Consider requiring employees to seek permission before downloading a new app or compiling a constantly updated list of approved apps. If you’re a BYOD workplace, ensure employees set up work profiles and use these exclusively for activities related to their jobs and the business. Employees should also know how to configure permissions for the apps on their devices to minimize security risks.

Implement more control wherever possible

With so many employees taking vacations throughout the year and so many devices coming in and out of the office, figuring out who’s got what and where they’re taking it can be a challenge for IT staff. If you don’t have a device management program in place, you may want to get one.

You’ll also want to control how company information travels over the internet while employees are away. Most everyone knows about the risks of public Wi-Fi, but you can mitigate these risks with solutions, like a VPN, that encrypt all corporate traffic. Along the same lines, documents sent to an out-of-network printer can become highly insecure if precautions aren’t taken. Secure mobile printing apps ensure sensitive documents can’t be spied on or stolen. A managed print services (MPS) provider can help you establish mobile printing solutions that keep documents secure without getting in the way of your remote workers’ productivity, too.

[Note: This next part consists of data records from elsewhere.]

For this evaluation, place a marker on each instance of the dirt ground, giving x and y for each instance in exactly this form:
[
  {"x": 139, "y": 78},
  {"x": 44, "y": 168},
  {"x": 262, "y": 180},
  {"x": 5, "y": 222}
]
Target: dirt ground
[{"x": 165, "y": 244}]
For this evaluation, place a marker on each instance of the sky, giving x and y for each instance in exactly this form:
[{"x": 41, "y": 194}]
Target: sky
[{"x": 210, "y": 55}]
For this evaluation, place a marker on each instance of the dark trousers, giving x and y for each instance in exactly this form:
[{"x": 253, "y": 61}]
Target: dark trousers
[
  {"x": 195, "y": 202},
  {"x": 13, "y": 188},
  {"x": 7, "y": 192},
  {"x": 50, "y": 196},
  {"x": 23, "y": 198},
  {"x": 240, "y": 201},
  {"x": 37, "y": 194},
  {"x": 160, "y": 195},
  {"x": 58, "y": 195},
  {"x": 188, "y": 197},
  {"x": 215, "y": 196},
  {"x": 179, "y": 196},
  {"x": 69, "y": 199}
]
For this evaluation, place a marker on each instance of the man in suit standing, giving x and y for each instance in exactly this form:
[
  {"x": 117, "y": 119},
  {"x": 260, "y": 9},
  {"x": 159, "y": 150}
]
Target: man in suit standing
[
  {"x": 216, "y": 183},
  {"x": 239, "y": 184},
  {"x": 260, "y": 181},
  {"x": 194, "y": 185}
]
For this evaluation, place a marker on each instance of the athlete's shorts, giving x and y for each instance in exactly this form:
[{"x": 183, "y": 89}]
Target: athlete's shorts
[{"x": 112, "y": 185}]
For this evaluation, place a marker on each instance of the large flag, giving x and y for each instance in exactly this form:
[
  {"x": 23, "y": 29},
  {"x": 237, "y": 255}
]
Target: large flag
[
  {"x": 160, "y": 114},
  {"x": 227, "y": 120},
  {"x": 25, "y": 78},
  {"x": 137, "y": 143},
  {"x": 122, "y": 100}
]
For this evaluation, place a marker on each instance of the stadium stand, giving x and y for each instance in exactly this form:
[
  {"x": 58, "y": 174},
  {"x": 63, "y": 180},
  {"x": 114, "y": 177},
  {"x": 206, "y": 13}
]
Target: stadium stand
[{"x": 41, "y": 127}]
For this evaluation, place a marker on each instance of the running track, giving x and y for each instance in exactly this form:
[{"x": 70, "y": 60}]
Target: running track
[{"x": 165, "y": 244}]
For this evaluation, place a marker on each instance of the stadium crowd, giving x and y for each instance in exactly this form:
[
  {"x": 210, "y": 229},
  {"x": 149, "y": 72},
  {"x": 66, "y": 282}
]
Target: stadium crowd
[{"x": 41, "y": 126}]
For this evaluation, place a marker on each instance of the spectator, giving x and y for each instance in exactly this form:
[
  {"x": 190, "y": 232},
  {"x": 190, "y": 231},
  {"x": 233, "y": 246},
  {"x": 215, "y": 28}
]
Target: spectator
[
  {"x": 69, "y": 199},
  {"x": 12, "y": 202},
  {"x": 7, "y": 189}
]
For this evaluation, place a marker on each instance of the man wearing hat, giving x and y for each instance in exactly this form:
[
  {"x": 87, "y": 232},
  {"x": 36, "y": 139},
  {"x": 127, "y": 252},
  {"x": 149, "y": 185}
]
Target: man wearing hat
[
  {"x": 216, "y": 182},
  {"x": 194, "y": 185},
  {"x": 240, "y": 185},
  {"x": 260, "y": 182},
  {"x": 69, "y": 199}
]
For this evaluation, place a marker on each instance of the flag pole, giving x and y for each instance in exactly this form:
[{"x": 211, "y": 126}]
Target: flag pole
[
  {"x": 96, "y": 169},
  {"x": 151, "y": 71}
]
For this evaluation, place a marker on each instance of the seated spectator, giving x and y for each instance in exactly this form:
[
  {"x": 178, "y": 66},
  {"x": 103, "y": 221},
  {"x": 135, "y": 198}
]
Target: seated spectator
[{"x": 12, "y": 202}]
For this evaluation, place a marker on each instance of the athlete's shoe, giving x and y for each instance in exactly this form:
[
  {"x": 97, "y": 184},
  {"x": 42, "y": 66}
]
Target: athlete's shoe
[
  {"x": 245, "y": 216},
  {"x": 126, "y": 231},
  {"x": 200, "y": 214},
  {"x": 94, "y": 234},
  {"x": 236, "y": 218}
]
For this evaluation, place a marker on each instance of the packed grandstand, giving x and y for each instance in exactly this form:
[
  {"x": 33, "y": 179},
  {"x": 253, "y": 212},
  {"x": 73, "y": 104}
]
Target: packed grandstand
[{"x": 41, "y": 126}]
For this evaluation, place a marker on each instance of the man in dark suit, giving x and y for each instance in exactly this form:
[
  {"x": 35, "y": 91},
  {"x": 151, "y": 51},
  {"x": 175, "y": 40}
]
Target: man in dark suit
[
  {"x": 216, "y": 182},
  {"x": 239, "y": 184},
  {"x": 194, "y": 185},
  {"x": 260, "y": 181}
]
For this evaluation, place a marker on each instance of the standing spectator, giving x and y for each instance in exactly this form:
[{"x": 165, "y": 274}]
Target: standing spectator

Finally, you may want to look at teaming up with a Device as a Service provider, a solution that typically provides end-to-end management and support for all desktops, laptops, and tablets. In addition to security features, such as device lock or wipe, these solutions may also provide secure access to Wi-Fi for employees who are connecting away from the office. The result: greater mobile security on vacation. Who doesn’t want that?

Most importantly, enjoy your vacation!

With the right cybersecurity protocols in place, your IT team won’t have to worry about how vacationing employees might inadvertently open the network to cyber attacks. When it’s your turn to go on holiday, you can just relax and enjoy your much-deserved break.